Claudia Grizel Martínez Cadena (2017)
Claudia received a degree in Archaeology from the Autonomous University of San Luis Potosí, Mexico. Her dissertation, entitled “Infancy in Archaeology: A Study of Bone Remains from El Ocote and La Montesita, Aguascalientes,” centered upon funerary contexts concerning infant death in societies from North-central Mexico.
Claudia has professional experience working in different regions of Mexico. In 2011 and 2012 she participated in the “Polígono de Protección de Monte Albán” in Oaxaca as well as collaborated in the archaeological investigations in Santiago (2011) and in La Montesita (2012). In 2014 she took part in the analysis of archaeological materials from El Ocote. And in 2016 she assisted the “Proyecto de Sistema Único de Registro Público de Monumentos y Zonas Arqueológicas e Históricas” with recording archaeological artifacts in the State of Sinaloa, Mexico.

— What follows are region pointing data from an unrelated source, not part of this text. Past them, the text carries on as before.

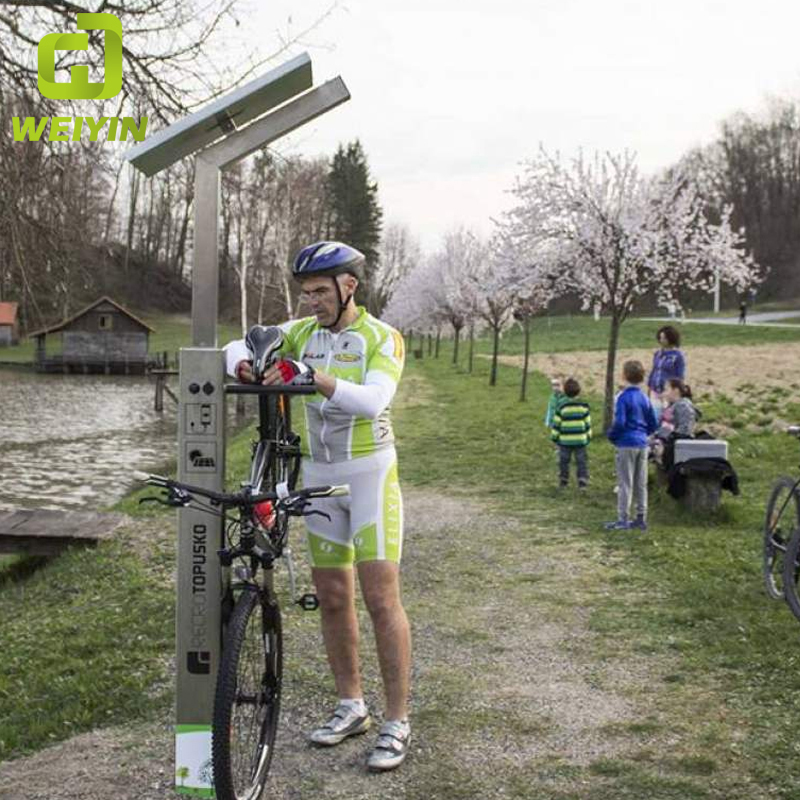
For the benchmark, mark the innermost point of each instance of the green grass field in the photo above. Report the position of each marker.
(563, 334)
(684, 600)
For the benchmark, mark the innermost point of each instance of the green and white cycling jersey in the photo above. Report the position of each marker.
(366, 358)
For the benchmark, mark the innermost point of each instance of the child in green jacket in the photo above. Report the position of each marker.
(572, 431)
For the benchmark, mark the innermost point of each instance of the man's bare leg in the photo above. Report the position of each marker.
(336, 593)
(380, 586)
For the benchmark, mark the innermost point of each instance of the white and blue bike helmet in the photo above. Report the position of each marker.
(330, 258)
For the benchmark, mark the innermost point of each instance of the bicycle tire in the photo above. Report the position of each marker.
(247, 698)
(791, 573)
(781, 519)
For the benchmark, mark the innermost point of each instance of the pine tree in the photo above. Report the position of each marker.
(355, 212)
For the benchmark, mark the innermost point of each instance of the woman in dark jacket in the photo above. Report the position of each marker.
(669, 363)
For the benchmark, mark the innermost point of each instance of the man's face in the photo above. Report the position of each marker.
(320, 295)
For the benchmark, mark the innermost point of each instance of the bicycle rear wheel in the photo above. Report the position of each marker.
(247, 700)
(782, 518)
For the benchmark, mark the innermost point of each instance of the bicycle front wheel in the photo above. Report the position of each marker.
(247, 700)
(782, 518)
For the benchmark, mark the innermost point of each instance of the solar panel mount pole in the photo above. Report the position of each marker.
(219, 136)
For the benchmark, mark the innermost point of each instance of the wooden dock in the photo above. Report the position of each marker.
(46, 532)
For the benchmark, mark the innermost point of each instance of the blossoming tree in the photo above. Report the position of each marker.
(601, 230)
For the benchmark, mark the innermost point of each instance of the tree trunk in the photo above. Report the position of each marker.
(526, 357)
(243, 285)
(611, 362)
(471, 344)
(495, 350)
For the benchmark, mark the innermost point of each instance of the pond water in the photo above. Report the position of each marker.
(72, 441)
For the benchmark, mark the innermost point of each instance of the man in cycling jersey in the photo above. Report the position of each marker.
(355, 362)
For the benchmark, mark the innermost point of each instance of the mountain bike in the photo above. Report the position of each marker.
(781, 529)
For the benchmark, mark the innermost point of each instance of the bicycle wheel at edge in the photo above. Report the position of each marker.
(791, 572)
(781, 519)
(247, 700)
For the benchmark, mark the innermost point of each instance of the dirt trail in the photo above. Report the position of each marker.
(506, 700)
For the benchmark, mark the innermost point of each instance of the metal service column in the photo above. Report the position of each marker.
(201, 454)
(218, 136)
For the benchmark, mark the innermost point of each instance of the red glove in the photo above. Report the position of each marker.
(295, 371)
(239, 367)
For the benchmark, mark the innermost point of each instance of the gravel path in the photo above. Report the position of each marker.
(507, 698)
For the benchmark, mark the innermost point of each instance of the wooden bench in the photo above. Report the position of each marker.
(47, 532)
(703, 492)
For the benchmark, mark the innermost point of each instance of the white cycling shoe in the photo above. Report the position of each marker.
(344, 722)
(391, 748)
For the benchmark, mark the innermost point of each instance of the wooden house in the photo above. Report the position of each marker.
(9, 326)
(103, 337)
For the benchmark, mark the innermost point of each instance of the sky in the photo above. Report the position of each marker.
(449, 98)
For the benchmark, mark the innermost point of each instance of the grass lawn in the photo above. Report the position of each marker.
(581, 332)
(681, 605)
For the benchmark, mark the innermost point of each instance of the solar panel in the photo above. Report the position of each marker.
(222, 116)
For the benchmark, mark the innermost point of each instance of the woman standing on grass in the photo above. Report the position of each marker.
(669, 363)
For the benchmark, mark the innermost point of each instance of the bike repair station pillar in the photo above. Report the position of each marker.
(219, 135)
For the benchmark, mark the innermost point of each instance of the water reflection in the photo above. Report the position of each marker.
(71, 441)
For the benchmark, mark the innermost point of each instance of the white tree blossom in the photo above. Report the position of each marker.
(599, 229)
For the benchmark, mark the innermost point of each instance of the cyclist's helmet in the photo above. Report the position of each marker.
(328, 258)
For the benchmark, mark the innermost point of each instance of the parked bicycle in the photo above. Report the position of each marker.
(782, 539)
(256, 524)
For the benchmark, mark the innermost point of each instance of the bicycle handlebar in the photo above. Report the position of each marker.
(258, 388)
(239, 498)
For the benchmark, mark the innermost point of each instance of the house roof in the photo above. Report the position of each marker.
(8, 313)
(69, 320)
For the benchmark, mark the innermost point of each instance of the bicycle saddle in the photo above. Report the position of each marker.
(263, 341)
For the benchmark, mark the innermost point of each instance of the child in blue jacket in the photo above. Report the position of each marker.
(634, 421)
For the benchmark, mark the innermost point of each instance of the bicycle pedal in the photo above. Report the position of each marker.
(308, 602)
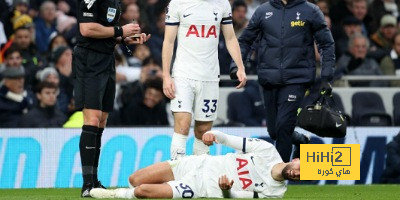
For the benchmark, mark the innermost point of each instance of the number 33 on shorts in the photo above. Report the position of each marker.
(207, 107)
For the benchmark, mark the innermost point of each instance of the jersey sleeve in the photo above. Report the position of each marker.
(88, 11)
(246, 145)
(227, 13)
(172, 14)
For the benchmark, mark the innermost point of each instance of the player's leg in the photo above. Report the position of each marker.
(200, 128)
(181, 106)
(205, 112)
(289, 100)
(153, 174)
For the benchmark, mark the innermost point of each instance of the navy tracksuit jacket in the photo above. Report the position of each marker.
(286, 60)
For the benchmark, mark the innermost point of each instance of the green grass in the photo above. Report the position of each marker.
(375, 192)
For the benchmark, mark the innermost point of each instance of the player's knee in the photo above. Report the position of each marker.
(142, 191)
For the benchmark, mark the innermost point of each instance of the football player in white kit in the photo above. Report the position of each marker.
(257, 171)
(193, 86)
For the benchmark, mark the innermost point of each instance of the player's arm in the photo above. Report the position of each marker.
(246, 145)
(167, 51)
(234, 50)
(226, 186)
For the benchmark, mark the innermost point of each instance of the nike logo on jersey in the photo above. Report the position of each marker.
(89, 3)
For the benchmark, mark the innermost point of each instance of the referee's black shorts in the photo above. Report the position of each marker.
(94, 79)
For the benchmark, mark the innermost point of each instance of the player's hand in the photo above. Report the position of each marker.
(130, 30)
(169, 87)
(209, 138)
(137, 40)
(224, 183)
(241, 74)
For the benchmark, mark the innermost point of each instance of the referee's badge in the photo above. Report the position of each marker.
(111, 14)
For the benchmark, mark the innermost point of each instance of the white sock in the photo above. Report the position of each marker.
(199, 147)
(125, 193)
(178, 145)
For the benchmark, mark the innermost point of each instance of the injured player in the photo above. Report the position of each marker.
(257, 171)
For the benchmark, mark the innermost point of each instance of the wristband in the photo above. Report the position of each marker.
(118, 32)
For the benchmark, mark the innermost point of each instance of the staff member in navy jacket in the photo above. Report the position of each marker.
(286, 61)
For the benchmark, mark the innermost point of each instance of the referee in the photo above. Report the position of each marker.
(94, 76)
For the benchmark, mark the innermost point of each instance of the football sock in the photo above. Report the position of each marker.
(125, 193)
(96, 158)
(87, 149)
(178, 145)
(200, 148)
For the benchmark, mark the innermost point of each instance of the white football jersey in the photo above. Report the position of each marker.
(199, 24)
(250, 171)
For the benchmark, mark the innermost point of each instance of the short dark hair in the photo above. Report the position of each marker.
(22, 28)
(11, 50)
(45, 84)
(155, 83)
(238, 3)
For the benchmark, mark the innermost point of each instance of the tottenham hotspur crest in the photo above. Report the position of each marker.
(111, 12)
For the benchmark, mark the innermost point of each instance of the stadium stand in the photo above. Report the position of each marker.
(368, 110)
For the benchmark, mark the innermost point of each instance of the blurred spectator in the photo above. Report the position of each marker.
(149, 109)
(45, 114)
(14, 99)
(130, 12)
(351, 26)
(379, 8)
(45, 25)
(359, 10)
(250, 106)
(157, 38)
(391, 174)
(341, 9)
(239, 20)
(355, 62)
(62, 60)
(12, 58)
(324, 6)
(390, 65)
(150, 70)
(382, 40)
(31, 59)
(140, 53)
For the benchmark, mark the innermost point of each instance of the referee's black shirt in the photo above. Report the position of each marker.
(104, 12)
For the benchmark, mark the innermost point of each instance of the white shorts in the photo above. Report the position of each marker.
(187, 181)
(198, 97)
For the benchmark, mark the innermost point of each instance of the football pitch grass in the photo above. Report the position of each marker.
(376, 192)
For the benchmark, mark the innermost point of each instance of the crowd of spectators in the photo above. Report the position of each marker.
(37, 38)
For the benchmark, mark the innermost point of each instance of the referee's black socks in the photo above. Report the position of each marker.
(96, 158)
(87, 147)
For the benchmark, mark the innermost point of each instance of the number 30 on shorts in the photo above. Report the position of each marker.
(206, 107)
(187, 192)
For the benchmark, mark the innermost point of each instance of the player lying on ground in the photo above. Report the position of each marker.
(256, 172)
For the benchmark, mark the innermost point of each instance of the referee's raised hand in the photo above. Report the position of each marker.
(130, 30)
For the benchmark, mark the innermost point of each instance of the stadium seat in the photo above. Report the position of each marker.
(234, 105)
(339, 105)
(368, 110)
(396, 109)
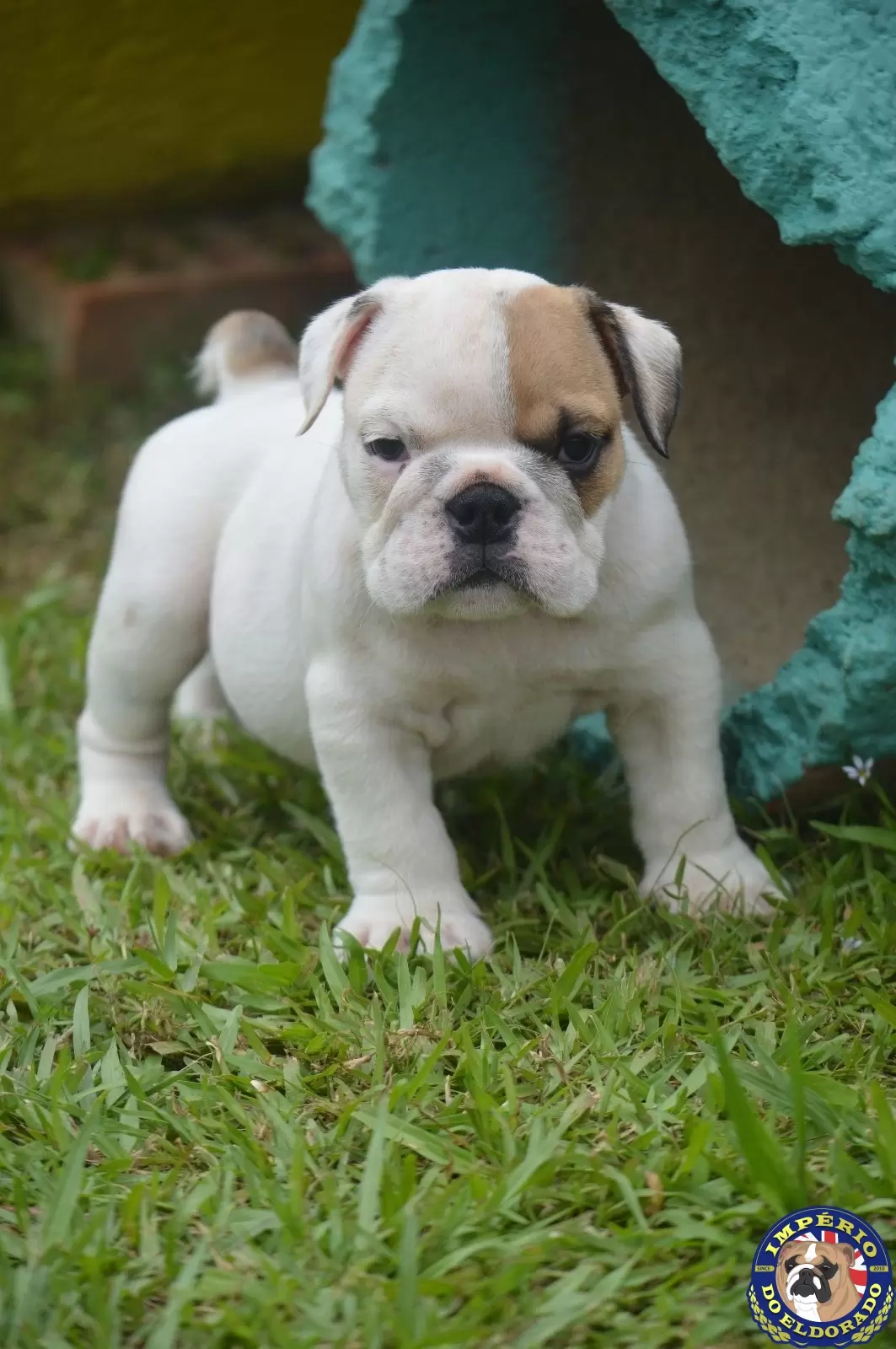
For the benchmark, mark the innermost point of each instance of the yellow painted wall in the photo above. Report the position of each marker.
(103, 100)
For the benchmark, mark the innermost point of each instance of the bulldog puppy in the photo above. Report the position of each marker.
(463, 551)
(813, 1279)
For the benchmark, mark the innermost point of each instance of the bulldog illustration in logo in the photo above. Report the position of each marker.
(817, 1278)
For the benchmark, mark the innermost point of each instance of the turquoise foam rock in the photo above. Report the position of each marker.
(444, 146)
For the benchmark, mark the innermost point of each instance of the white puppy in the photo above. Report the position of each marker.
(464, 551)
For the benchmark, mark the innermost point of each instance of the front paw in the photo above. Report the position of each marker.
(730, 879)
(127, 818)
(372, 922)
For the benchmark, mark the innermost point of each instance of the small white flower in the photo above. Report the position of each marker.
(860, 771)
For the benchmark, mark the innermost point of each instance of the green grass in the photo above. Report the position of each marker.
(212, 1135)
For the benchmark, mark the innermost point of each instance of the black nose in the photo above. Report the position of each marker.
(483, 513)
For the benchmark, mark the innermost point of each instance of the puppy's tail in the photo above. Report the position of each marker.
(242, 351)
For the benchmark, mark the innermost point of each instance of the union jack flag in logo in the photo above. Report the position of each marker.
(858, 1274)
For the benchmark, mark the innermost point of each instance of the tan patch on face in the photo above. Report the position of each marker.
(559, 370)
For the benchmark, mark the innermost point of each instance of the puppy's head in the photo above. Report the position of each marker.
(482, 436)
(817, 1272)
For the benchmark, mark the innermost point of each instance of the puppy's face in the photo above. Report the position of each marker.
(817, 1274)
(483, 435)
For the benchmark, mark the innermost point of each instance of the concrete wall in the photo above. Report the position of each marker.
(786, 351)
(108, 100)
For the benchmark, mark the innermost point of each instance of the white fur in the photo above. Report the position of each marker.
(312, 566)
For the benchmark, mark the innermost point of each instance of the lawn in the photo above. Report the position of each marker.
(213, 1135)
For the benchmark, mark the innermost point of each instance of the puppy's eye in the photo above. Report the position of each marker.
(579, 449)
(389, 449)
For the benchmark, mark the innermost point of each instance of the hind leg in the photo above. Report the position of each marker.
(150, 632)
(200, 696)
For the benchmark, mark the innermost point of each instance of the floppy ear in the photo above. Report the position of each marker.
(328, 347)
(647, 359)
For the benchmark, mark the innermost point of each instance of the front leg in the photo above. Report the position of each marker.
(401, 863)
(666, 723)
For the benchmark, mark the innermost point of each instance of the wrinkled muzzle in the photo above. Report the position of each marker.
(482, 535)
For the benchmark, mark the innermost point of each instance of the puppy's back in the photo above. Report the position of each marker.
(243, 351)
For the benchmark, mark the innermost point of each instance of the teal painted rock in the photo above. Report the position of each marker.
(444, 146)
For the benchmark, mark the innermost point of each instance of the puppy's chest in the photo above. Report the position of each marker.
(480, 733)
(500, 712)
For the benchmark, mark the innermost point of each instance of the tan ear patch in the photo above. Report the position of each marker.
(559, 370)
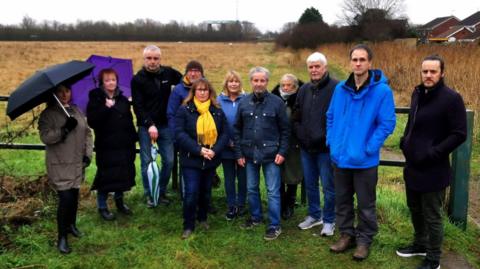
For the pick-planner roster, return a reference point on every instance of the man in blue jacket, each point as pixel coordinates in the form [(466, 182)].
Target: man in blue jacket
[(360, 117), (261, 134)]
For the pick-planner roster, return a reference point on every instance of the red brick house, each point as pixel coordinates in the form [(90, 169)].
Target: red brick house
[(437, 26)]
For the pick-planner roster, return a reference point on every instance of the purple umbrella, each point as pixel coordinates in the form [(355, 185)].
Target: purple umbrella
[(123, 67)]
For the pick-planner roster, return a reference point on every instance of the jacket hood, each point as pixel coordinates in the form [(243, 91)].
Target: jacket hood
[(377, 77)]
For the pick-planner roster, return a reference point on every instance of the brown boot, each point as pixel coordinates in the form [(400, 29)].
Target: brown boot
[(361, 252), (344, 242)]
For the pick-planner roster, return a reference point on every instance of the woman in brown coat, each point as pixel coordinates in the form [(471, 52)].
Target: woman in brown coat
[(68, 143)]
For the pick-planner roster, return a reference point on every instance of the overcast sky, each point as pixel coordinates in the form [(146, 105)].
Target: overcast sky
[(267, 14)]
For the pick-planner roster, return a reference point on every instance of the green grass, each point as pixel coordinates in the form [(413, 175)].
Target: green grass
[(151, 238)]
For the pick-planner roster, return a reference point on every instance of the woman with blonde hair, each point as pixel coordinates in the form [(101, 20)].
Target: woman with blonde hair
[(201, 134), (229, 99)]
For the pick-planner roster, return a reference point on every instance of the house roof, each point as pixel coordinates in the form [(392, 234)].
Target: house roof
[(453, 30), (472, 19), (434, 23), (473, 36)]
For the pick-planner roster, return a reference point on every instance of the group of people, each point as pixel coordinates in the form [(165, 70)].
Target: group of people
[(322, 131)]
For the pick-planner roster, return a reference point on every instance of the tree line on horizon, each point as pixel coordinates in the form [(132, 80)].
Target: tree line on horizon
[(363, 20), (139, 30)]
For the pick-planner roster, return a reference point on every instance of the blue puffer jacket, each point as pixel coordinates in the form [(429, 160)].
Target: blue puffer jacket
[(179, 93), (261, 129), (359, 123), (186, 136), (230, 108)]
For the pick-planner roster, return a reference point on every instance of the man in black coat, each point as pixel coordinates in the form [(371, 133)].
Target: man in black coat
[(261, 133), (151, 88), (309, 124), (436, 126)]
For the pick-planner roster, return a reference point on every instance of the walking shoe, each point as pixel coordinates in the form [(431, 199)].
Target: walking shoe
[(122, 207), (211, 209), (204, 225), (150, 202), (62, 245), (163, 199), (106, 214), (272, 233), (288, 212), (361, 252), (72, 229), (411, 251), (250, 223), (186, 233), (241, 211), (309, 222), (328, 229), (427, 264), (344, 242), (232, 213)]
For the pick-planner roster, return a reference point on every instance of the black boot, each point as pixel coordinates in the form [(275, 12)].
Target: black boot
[(72, 227), (106, 214), (74, 231), (62, 244), (65, 201), (122, 207)]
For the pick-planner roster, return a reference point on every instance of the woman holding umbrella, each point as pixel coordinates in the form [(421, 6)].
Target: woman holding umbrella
[(68, 143), (201, 133), (109, 115)]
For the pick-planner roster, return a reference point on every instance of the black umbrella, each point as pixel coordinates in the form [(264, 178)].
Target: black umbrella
[(38, 88)]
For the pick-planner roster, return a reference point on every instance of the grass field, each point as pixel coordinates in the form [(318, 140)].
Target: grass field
[(151, 238)]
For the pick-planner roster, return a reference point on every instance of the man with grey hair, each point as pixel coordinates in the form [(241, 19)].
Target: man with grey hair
[(151, 88), (261, 133), (309, 124)]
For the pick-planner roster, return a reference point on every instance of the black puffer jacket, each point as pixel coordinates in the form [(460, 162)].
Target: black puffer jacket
[(115, 139), (186, 136), (436, 126), (150, 93), (261, 129), (309, 116)]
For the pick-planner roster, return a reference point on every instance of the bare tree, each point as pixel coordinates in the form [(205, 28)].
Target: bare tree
[(353, 9)]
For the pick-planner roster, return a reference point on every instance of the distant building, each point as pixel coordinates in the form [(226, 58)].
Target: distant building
[(451, 29)]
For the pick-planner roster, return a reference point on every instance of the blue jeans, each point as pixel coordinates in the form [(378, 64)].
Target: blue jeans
[(271, 173), (232, 170), (165, 149), (197, 188), (103, 196), (317, 165)]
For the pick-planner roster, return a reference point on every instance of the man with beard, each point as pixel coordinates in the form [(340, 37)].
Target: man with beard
[(436, 126)]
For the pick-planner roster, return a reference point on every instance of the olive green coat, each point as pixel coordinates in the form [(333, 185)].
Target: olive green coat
[(64, 156)]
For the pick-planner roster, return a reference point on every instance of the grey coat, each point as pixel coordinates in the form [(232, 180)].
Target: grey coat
[(64, 158)]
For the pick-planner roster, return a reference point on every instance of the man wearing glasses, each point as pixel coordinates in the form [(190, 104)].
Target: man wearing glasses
[(151, 88)]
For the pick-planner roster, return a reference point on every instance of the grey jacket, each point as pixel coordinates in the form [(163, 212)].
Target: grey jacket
[(64, 157)]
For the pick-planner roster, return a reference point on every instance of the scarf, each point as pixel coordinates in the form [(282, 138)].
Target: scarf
[(186, 82), (284, 94), (206, 128)]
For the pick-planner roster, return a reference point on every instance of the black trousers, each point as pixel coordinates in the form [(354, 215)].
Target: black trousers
[(426, 213), (67, 210), (288, 195), (363, 184)]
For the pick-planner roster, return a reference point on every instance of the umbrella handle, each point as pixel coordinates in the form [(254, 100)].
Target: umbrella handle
[(60, 104)]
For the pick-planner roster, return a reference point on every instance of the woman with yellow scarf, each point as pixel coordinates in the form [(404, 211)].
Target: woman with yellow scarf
[(201, 134)]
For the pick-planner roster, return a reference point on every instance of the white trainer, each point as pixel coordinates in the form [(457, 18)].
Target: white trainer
[(309, 222)]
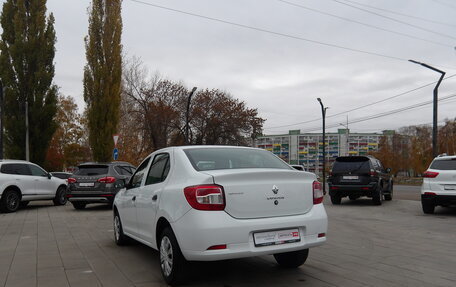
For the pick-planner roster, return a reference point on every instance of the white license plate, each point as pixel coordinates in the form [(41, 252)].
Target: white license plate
[(350, 177), (86, 184), (276, 237)]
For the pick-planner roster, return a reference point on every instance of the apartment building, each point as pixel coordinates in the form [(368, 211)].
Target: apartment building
[(306, 148)]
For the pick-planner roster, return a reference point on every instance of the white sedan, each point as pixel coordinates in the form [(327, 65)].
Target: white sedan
[(23, 181), (204, 203)]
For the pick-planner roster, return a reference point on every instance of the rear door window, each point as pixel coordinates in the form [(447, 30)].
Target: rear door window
[(444, 164), (124, 170), (351, 165), (92, 170), (37, 171), (15, 168), (159, 169), (136, 179)]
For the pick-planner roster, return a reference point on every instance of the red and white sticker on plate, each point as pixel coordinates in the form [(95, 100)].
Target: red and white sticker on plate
[(276, 237)]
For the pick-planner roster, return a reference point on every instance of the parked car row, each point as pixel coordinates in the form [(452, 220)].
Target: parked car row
[(22, 182), (206, 203)]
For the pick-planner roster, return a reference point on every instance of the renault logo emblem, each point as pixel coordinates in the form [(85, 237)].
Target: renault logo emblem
[(275, 189)]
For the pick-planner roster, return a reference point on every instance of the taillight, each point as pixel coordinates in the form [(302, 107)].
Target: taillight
[(217, 247), (107, 179), (205, 197), (430, 174), (317, 192)]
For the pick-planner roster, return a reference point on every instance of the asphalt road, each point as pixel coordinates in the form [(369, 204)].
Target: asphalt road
[(394, 244)]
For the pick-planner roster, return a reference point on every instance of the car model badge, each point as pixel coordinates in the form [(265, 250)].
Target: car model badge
[(275, 189)]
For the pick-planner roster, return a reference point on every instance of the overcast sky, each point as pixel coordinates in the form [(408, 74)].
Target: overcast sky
[(282, 76)]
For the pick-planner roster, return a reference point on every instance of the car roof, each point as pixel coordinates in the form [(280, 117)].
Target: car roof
[(106, 163), (13, 161), (444, 157), (214, 146)]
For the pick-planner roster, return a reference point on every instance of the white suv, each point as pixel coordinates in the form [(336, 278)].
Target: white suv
[(439, 184), (23, 181), (205, 203)]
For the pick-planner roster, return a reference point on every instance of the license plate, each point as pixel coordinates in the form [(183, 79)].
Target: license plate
[(86, 184), (276, 237)]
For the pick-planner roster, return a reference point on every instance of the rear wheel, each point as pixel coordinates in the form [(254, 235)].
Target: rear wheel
[(336, 199), (292, 259), (60, 196), (428, 208), (79, 205), (172, 262), (389, 195), (10, 201), (24, 203)]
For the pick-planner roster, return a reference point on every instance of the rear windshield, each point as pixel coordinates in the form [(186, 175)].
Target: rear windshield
[(351, 164), (91, 170), (233, 158), (447, 164)]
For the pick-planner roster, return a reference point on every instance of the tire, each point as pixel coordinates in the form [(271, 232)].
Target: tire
[(10, 201), (172, 262), (377, 197), (428, 208), (292, 259), (23, 204), (60, 196), (119, 237), (336, 199), (79, 205)]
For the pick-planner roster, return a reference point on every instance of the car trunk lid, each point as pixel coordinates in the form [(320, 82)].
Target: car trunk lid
[(258, 193)]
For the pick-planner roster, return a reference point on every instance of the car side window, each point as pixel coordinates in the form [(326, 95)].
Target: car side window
[(37, 171), (136, 179), (15, 168), (123, 170), (159, 169)]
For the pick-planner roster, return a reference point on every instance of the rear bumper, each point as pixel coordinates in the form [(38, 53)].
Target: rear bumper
[(199, 230), (91, 198), (357, 190), (437, 199)]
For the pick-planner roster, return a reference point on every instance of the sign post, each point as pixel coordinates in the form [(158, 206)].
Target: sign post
[(115, 152)]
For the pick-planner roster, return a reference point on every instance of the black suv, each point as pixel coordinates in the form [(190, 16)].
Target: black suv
[(97, 182), (356, 176)]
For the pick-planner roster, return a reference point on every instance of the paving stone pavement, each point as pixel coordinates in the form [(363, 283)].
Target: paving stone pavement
[(390, 245)]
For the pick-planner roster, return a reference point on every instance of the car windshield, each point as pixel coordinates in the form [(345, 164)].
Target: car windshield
[(444, 164), (233, 158), (351, 164), (91, 170)]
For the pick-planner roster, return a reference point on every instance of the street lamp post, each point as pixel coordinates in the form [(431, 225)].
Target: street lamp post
[(435, 150), (323, 113), (187, 115), (1, 120)]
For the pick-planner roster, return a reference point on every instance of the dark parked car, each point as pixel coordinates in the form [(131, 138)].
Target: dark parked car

Her professional interests include funerary contexts, gender and childhood studies, and social behavior at the northern Mesoamerican border and in general northern Mexican societies. In order to broaden her perspectives about the development of northern societies which are linked with the fall of Teotihuacan, Claudia joined the research team of the “Proyecto Complejo Plaza de las Columnas” in 2017.
Lauryn Justice (2017)
Lauryn is a recent graduate of George Mason University, U.S.A., where she earned her Master’s degree in Anthropology. With her research interests encompassing hunter-gatherer complexity, personhood, social identity, as well as mortuary rituals, her master’s thesis explored archaeological mortuary practices and social age in a sample of hunter-gatherers from Point Hope, Alaska, using dental estimates of age-at-death. Age estimations based on tooth formation were accomplished by taking radiographs of subadult mandibles associated with the Ipiutak (700-1200 BP) and Tigara (AD 1300-1700) cultural groups. In addition, Lauryn incorporated mortuary data regarding grave goods, body positioning, and spatial orientation from the original site report to observe patterns that indicate maturation occurred as a cultural event. Previously, she has collected data from the American Museum of Natural History in New York as well as the Smithsonian Conservation Institute in Maryland. Lauryn is excited to work as an archaeologist for the Project Plaza of the Columns Complex and hopes to lend her expertise in the field of physical anthropology in order to help reconstruct lived experiences at Teotihuacan.